New points centre punched


Spot drilled, notice the wider spacing this time



OK so that problem is now sorted... Rest of the install was straightforward


Onto the Leadscrew gearbox, ooh good they used thrust bearings, filthy but with a wash in kero and fresh grease they'll do just fine


I was OCD about the apron to carriage installation and didnt like how they weren't bolted flush... So I threw them on the Douglas 10.5" shaper I got a few weeks earlier. Was the shapers first job aside from a test cut to figure the thing out. Cool, I probably wouldn't have been able to mount it on my Mill Drill.


Oh yeah, this pulley was a real b*tch to get off, needed to use short bolts and nuts behind it to press it off. I suggest drilling and tapping 2x m8 threads on a 76mm diameter and wind it off with long bolts. There is a 6206 bearing installed in pulley with OD of 62mm and the inner diameter of small V groove is 90mm making the difference 28mm / 2 = 14 + 62 = 76
I lazily put some gear pullers on it at first and it just broke chucks off the larger groove (son of a b*tch), so I am using the small groove right now until I make a new pulley, but with a VFD I can take my time...

Next Post (tomorrow) will show my headstock alignment. Using Rollies Dads method and shims.
Most enjoyable, thanks for this post, Mr Who.

How would you feel about putting a magnet in the oils sump?

Look forward to see alignment,but what are all these gearwheels for when Yuo
use VFD?
Very impressive undertaking. And always interesting to see what's under the hood of our machines. Look forward to the next installments. Thanks for taking the time to document.
How would you feel about putting a magnet in the oils sump?

Any metal filings coming from gears meshing etc will eventually find its way to the magnet and stay there, avoiding the bearings

Same as finding detergent free gear oil - the detergent traps foreign objects and gunk in the oil (normally to head for the filter) detergent free oil lets it settle on the bottom, avoiding bearings.
So, using Rollie's Dad's Method, a pdf I found here

Starting out, I'm using a aluminium roller from a scrapped photocopier (CNC parts, and springs!.. lots of springs) the roller is made to high tolerances and smoothness. My 3 jaw chuck however, is China's 'finest' (came with the lathe)

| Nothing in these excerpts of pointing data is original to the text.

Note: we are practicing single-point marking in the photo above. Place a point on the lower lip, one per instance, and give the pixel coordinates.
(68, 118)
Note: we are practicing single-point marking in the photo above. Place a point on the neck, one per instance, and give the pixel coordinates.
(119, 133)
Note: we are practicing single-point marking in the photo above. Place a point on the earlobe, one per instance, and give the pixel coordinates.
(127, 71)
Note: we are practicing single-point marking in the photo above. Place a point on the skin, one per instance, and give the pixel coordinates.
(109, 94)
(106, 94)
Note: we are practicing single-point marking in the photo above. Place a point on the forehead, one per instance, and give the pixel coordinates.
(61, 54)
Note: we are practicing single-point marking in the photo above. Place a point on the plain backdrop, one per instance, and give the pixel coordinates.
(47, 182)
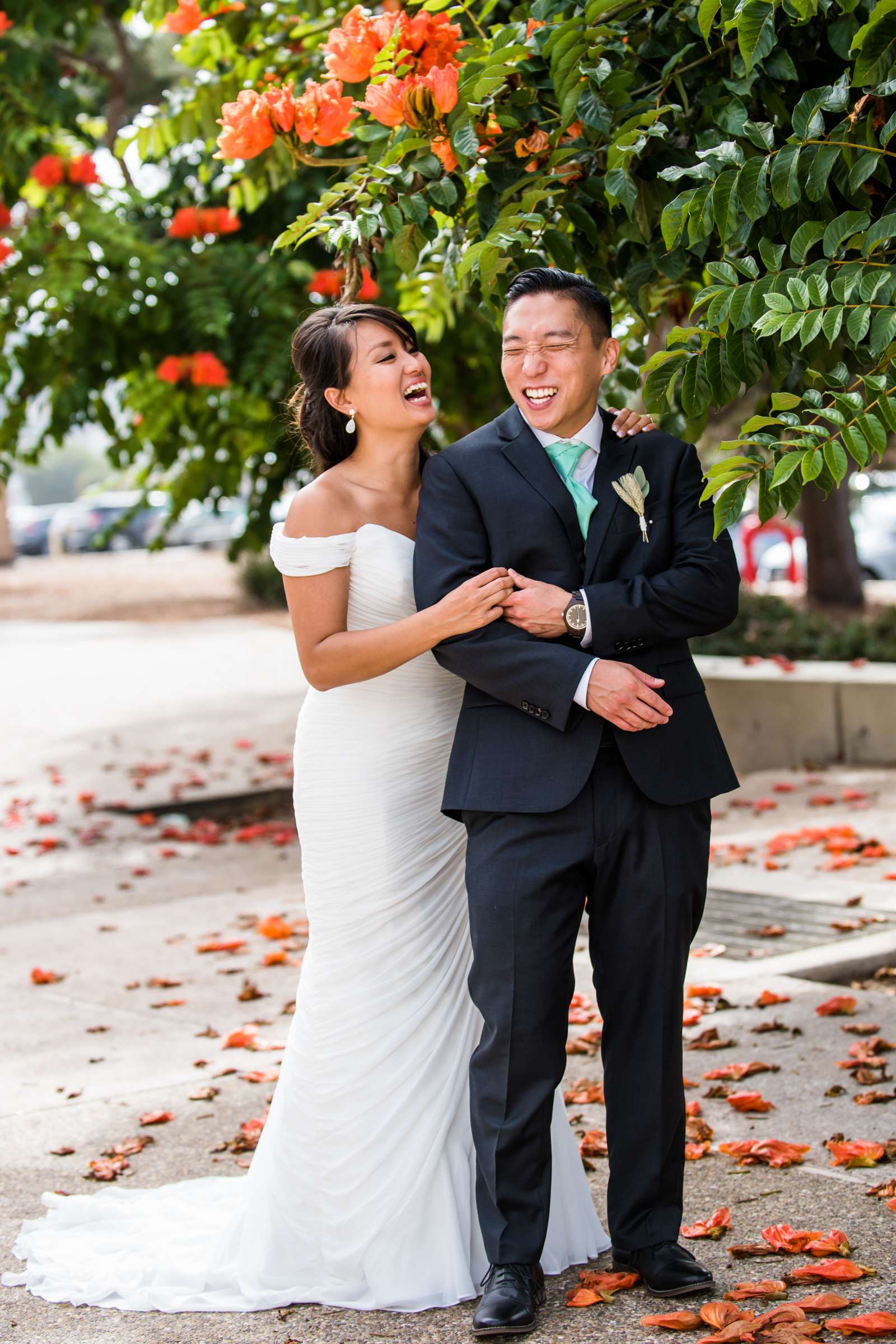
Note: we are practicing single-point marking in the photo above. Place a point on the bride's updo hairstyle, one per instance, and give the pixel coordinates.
(323, 355)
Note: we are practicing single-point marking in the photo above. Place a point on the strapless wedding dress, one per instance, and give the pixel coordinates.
(362, 1190)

Using the toolpost mounted plunger and a DTI on a magnetic base made testing quicker
Runout was 0.04mm at the chuck, zeroing the dials in the middle, and going to the other end, 250mm, it averaged out that shaft runout was 0.18mm.

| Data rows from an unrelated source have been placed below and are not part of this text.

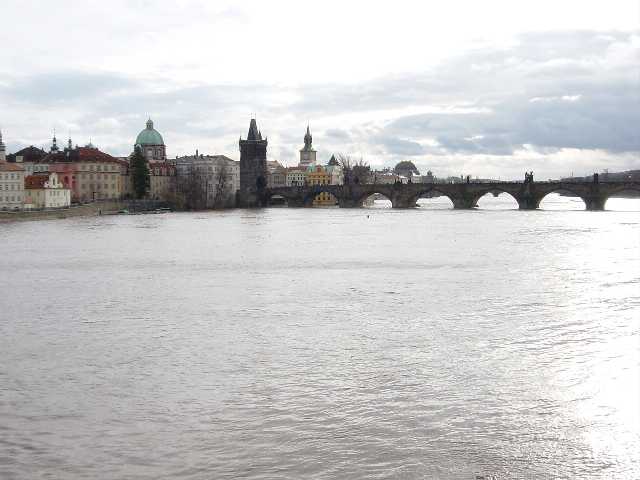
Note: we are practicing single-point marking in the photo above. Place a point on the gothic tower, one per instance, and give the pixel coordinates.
(3, 152)
(253, 167)
(307, 154)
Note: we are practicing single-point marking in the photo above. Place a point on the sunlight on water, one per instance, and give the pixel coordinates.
(437, 203)
(623, 204)
(323, 343)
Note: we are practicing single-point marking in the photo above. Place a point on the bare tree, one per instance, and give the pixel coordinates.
(192, 188)
(354, 171)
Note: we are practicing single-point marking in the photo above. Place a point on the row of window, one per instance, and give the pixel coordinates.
(9, 176)
(99, 176)
(98, 186)
(99, 168)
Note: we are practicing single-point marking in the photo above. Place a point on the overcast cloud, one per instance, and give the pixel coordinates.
(551, 88)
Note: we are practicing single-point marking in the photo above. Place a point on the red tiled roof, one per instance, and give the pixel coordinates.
(35, 181)
(11, 167)
(80, 154)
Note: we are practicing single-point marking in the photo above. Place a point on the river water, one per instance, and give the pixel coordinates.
(323, 343)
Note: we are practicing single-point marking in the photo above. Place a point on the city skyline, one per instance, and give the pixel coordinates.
(551, 88)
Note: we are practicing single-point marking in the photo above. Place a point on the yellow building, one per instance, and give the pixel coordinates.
(319, 175)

My horizontal dial reached 0.34mm, but the vertical stayed true (-0.09 to +0.09). So I had to pull it over 0.25mm... time for some shims on the V groove to kick it over


Despite having sheets of shim stock on hand, an old set of feeler gauges has much more selection to choose from. I had used this set to tram the collumn of my Mill Drill previously

Cutting to shape and checking thickness...

An equal shim on diagonal opposites of the V groove leaves the vertical alignment alone but kicks the headstock to the side

Motor side of V here


Operator side back here

Bolting it down and testing it out numerous times to see how close I could get it, I ended up with 0.01mm over 250mm.

Mixing up the shims changed the vertical height quite a bit, even when the flat end of the head stock was bolted down to the bed...

I actually used the same method before I knew about Rollies dad when I restored and rescued a mini lathe.
I used aluminium foil as it was a lot thinner than shim stock that I had and managed to get the TIR to about 0.0005", which including skimming the back of the chuck as well.
It was a bit of a bother putting the shim in, trying it out then stripping down again until I had it right.

People don't seem to realise that with a little thought and effort, these Chinese machines can be got to perform like they were never expected to.

It is nice to see Rollie being used.
If a lathe like Yours is put on a real stable foundation like rock,marble, steel pipe with concrete etc a single shim under one of the lathe corners can easily twist 0.18 mm away.
Especially as the horizontal line up is OK.
Sometimes faster that way.
this forum is very best of of the best machine forums and every-time we get more and best knowledge from this.